Asia Week Ahead: Fed, BoE, China data

After the massive drawdown in US oil inventories last week, attributed to weather-related disruption to oil production and shipment, there will be more attention on the Energy Information Administration (EIA) report in the upcoming week.

Janet Yellen
Source: Bloomberg

A sustained fall in supply could suggest that the oversupply situation in the oil market may ease up. But this is unlikely, given that bad weather was the reason behind the massive drawdown.

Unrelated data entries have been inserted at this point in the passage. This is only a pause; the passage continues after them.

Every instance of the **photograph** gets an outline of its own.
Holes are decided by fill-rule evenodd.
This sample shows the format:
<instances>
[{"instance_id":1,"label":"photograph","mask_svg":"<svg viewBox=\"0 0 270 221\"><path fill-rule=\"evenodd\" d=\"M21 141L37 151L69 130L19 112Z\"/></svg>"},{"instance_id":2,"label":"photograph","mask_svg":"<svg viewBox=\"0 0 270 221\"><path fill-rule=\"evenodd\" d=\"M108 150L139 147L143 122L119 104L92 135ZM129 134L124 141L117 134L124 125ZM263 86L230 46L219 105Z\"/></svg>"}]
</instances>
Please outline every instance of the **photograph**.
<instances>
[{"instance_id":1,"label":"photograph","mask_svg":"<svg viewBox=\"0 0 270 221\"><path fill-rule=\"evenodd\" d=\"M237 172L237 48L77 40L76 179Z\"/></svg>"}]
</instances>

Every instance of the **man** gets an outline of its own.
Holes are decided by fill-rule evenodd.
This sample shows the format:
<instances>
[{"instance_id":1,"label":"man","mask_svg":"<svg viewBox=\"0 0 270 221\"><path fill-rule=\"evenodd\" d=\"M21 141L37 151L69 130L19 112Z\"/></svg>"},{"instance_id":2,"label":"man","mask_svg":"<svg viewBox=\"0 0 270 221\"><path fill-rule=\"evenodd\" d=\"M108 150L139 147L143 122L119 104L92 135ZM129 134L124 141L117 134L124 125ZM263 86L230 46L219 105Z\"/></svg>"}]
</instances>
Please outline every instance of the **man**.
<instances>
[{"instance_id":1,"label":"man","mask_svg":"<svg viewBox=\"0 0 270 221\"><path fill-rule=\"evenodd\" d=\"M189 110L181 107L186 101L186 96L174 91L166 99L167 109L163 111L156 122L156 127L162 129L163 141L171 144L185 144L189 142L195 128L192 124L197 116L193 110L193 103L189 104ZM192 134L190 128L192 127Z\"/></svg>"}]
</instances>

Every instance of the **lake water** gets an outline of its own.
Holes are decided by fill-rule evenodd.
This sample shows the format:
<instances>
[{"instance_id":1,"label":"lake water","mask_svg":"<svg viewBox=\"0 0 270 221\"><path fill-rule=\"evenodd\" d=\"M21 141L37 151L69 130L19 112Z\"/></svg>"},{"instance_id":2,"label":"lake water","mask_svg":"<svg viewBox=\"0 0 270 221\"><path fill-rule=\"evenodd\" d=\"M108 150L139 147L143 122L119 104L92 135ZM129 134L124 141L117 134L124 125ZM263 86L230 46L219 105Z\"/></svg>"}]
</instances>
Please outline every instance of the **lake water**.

Recent hawkish comments from a number of Fed speakers were in contrast with the latest US data. Next week will bring the spotlight on Fed’s voting member’s, Lael Brainard, speech, eight days ahead of the September Fed FOMC meeting. There will also be other Fed speakers on the speaking circuit, including Fed’s Kaplan and Fed’s Kashkari, whom are known to inject volatility in the market.

Latest Fed chatters have pointed to a potential hike before the end of the year. Fed’s Chair Yellen said at Jackson Hole that the case for an interest-rate hike “has increased in recent months”.

Though the latest US August NFP data disappointed alongside Wednesday’s (6 Sep) ISM non-manufacturing data, CPI data next Friday may offer early insights into the inflation outlook ahead of September’s meeting. Needless to say, a strong data may boost rate hike expectations.

The WIRP places a 58.5% probability of a hike for December which we concur as the earliest possible meeting for the hike (If US data shows a strong recovery). Perhaps the timing is a fortuitous one, marking the one-year anniversary since the last round.


BoE sees UK outlook looking better

After the European Central Bank (ECB) meeting left the market puzzled over the lack of additional stimulus, Bank of England (BoE) will be meeting on Thursday (15 Sep). The market is looking for a hold from the UK central bank, after the recent cut in August, though further cuts have not been ruled out into the end of the year.

More interestingly, any reaction from the BoE, EU Chief Juncker and Germany Chancellor Merkel to ECB President Draghi’s call for higher fiscal spending would be insightful for the ECB’s pending QE programme review. This is especially given the pinpointing of Germany amongst the lot. The long enduring issue on Brexit following the EU referendum would not be left forgotten and will likely receive its honorary mention in Thursday’s meeting.


China data to take centre stage

Key Chinese data will take centre stage for Asia next week. On Tuesday, we will be expecting China’s August industrial production, retail sales and fixed asset investments (FAI). While the market will not be expecting an improvement from the latter two, industrial production is expected to trend higher which will be consistent with the higher trade data released this week.

This is positive for the goods trade in Asia, particularly given the reversal of imports into growth at 1.3% YoY. Although it might be too early to regard this as the bottoming out of the decline in merchanise trade, it would be supportive for Asian markets and equities should this impact trickle down to Indonesia and Singapore. August trade data from the two countries will be of interest this week.